Pour son énième film au compteur, Martin Scorsese signe un brûlot frontal contre l’Amérique des années 1920. Tout juste revenu du front, le jeune Ernest Burkhart rejoint son oncle William Hale dans un comté économiquement dominé par les Amérindiens Osages. Les deux hommes, incarnés par Leonardo Dicaprio et Robert De Niro, s’apprêtent à renverser cet ordre social inversé.
Une fois n’est pas coutûme, celui qui s’est toujours intéressé à l’Amérique et ses divisions nous place du mauvais côté de l’Histoire. L’intelligence du récit ne tient pas tant à son déroulé qu’à la facilité avec laquelle Ernest sombre dans l’immoralité. Si le personnage nous est présenté comme un idiot, il convient parfaitement à l’archétype du jeune Américain qui, parti de rien, gravira peu à peu les échelons jusqu’à se faire une situation et fonder une famille. Le tournant meurtrier qu’il emprunte n’est appuyé par aucune pulsion sadique : il semble suivre l’ordre naturel des choses, impliquant que si domination il y a, elle doit être par les Blancs sur les Amérindiens. Son esprit est donc profondément imprégné d’un inconscient raciste et colonial, jusque dans sa relation avec son épouse Molly. Incarnée par la lumineuse Lily Gladstone, elle ignore tout du projet meurtrier envers son peuple qu’entreprend son mari. D’abord d’un tempérament entreprenant, elle s’efface peu à peu face à la masculinité d’Ernest tandis que sa maladie prend de l’ampleur. Cette dénonciation du sexisme, jusque là présente en filigrane dans la filmographie de Scorsese, s’avère ici plus explicite que jamais.

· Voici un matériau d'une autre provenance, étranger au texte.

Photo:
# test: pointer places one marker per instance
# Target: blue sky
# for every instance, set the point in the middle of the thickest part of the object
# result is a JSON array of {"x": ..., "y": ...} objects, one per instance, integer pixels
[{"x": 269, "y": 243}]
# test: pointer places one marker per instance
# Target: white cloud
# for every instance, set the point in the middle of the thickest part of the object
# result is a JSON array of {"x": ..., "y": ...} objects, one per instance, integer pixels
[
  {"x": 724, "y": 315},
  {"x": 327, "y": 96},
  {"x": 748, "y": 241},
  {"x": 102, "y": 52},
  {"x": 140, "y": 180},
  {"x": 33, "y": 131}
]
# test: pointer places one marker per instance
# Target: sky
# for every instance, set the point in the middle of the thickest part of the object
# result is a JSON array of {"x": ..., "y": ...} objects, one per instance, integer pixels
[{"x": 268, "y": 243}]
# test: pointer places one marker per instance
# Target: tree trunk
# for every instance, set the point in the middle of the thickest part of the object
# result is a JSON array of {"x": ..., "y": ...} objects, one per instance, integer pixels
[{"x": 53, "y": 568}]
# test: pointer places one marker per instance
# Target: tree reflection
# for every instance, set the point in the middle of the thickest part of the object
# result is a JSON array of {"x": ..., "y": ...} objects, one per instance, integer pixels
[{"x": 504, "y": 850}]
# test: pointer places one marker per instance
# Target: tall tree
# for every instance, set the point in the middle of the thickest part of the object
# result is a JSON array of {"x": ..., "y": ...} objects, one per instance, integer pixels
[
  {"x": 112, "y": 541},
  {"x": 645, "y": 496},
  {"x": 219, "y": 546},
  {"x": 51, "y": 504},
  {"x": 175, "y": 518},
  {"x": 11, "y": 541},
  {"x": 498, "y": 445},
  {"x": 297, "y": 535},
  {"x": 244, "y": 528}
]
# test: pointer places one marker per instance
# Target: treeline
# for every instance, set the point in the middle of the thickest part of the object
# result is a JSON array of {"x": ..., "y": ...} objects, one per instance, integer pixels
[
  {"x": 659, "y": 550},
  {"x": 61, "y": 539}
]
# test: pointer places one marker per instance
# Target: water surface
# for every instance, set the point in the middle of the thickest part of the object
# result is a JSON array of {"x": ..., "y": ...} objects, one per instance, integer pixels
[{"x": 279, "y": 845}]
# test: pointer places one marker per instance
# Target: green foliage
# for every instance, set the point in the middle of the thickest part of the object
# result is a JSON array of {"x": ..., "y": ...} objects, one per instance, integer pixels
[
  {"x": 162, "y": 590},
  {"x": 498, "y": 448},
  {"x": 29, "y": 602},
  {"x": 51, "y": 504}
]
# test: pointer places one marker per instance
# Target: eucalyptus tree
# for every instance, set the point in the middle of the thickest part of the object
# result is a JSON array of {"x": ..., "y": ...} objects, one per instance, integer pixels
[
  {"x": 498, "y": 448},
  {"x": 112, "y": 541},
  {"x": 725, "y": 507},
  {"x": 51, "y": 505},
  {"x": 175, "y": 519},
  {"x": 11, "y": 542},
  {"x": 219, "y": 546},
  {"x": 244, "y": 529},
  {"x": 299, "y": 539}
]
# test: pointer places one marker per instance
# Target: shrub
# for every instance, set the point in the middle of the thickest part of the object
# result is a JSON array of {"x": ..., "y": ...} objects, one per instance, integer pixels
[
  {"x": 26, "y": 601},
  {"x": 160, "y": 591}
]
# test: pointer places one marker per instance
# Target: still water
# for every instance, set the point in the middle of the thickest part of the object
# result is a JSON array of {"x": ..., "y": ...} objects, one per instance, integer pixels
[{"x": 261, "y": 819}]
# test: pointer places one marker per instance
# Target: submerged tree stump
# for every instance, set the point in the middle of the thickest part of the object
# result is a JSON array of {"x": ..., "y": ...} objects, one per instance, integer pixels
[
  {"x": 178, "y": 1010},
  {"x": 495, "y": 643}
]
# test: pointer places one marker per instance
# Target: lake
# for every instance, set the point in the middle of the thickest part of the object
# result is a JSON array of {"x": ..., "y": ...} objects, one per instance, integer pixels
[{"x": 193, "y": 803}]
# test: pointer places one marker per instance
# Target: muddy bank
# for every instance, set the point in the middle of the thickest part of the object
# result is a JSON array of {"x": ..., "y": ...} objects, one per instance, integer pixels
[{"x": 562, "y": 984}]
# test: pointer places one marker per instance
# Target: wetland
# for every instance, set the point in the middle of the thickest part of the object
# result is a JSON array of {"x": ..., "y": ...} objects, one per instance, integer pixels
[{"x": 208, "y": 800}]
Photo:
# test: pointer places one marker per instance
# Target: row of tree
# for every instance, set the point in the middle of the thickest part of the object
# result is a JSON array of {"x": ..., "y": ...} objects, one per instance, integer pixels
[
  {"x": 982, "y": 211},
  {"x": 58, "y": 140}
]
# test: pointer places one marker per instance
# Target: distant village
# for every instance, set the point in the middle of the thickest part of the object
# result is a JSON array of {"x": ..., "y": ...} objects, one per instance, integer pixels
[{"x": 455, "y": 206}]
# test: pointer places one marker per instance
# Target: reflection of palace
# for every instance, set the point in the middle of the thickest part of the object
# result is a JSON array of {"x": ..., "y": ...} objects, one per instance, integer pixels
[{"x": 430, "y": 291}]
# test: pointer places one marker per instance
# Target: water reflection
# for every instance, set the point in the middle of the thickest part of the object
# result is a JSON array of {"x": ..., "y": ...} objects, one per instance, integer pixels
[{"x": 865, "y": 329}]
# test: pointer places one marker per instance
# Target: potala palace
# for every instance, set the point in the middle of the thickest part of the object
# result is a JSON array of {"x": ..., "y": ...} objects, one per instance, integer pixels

Que ce soit par sa structure de rise and fall ou son humour cynique, ce nouveau film marche dans le sillage des Affranchis. Le cinéaste délaisse cependant sa virtuosité fondée sur un rythme ciselé et joue cette fois-ci la carte de la lenteur, empêchant le spectateur de tirer la moindre jouissance du plan des protagonistes. Chaque nouveau meurtre sera suivi par une séquence montrant le désarroi de Mollie, seul personnage appréciable du récit. Pour forcer l’identification, Scorsese lui appose une voix off dénuée de tout intérêt rythmique, qui explicite ses pensées virulentes. La violence contribue à cette mise à distance des protagonistes : elle apparaît par petites touches et surprend par sa crudité, rappelant l’horreur qui se déroule sous nos yeux. Le plaisir de visionnage ne réside pas dans l’abondance et la densité, mais plutôt dans l’étonnante fluidité de ce film fleuve aux accents crépusculaires.
Cette évolution de mise en scène se ressent jusque dans la conclusion déceptive, qui fait elle aussi écho aux Affranchis. Comme Ray Liotta avant lui, Leonardo Dicaprio se voit forcé de témoigner contre Robert De Niro pour sauver sa peau. Là où le procès était prétexte à exposer sa maestria et le charisme de ses acteurs, le cinéaste braque désormais sa caméra sur un homme rongé par la honte et les regrets, forcé d’avouer ses meurtres devant son épouse. La réaction de cette dernière reste en hors champ jusqu’à ce qu’Ernest ne tente, dans un geste désespéré, de sauver sa famille. Le visage impassible de Molly est alors sans appel : cet aveu ne sera d’aucune rédemption. Jamais les regards n’avaient été, chez Scorsese, aussi intenses.